The chip does indeed scale to 4.3GHz under light loads, and while the 18s time isn't impressive in the context of other CPUs, it's only marginally slower than the fastest Ryzen on test, the 3950X.

But this chip is not about light loads. It's about tasking those 128 threads into something useful. Under load, Cinebench does exactly that. Running at 3.075GHz across all cores, the 25,015 score inevitably posts our best-ever results from a single CPU. It's 47 per cent faster than the previous champ, 3970X.

HandBrake is useful in showing what happens when an application is not optimised for so many threads. Performance is some way behind the 16C32T Ryzen 9 3950X. Of course, any would-be purchasers need to pre-evaluate their workloads to see if they can take full advantage of the sheer parallelism on offer here.

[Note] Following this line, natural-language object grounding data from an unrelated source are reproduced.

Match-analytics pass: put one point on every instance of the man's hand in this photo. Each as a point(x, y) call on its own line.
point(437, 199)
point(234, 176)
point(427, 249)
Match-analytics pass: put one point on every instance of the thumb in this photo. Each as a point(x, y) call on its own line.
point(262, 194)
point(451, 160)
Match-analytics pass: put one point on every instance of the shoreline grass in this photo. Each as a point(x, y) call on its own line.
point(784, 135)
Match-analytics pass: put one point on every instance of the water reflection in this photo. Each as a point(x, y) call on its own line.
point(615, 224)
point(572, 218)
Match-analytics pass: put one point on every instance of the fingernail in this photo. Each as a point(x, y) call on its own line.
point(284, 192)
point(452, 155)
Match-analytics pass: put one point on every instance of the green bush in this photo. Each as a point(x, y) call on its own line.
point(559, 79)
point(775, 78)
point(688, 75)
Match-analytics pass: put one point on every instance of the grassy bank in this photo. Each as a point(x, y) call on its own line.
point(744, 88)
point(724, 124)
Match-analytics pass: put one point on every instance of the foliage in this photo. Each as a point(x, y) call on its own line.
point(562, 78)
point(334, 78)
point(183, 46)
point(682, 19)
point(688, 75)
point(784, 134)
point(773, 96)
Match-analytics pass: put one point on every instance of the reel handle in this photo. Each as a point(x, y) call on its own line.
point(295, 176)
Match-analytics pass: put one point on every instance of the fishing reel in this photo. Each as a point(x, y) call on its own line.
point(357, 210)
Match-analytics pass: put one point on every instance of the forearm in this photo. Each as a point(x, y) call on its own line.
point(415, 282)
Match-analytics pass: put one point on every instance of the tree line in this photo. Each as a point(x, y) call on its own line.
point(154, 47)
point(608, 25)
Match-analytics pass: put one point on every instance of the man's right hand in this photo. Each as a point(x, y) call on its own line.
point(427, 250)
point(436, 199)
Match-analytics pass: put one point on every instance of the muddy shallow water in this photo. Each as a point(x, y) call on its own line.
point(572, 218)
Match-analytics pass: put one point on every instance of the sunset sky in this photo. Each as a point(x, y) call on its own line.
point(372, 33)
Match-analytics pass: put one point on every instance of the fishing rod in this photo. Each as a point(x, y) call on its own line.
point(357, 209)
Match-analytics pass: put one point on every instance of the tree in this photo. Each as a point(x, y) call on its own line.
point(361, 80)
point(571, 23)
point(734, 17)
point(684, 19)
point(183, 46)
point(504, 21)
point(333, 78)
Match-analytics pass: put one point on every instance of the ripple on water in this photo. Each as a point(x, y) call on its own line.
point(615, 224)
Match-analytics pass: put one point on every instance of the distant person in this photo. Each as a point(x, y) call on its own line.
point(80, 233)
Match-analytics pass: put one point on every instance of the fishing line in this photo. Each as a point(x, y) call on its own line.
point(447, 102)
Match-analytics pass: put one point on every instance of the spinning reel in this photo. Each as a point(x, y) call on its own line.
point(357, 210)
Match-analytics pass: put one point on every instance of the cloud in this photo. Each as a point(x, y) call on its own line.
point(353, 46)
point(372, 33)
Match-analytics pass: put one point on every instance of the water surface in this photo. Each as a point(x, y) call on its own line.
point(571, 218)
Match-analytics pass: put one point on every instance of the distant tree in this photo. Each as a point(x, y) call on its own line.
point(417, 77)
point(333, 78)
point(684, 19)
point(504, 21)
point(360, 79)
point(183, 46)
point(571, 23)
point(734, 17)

In another case of not having sufficient threading from the outset, performance in Blender 2.80 was a little worse than the 3970X, suggesting that only 64 threads were being employed.

Updating to the latest 2.81a whilst using the same workload shows what happens when applications are tuned correctly. Part of this benchmark is setup, where it is lightly threaded, not playing to the 3990X's multi-core strengths, and that's why you don't see the expected massive gains from the 3970X.

Needless the say, if these kinds of projects are normal in your daily workflow, there is nothing faster out there in a 1P configuration.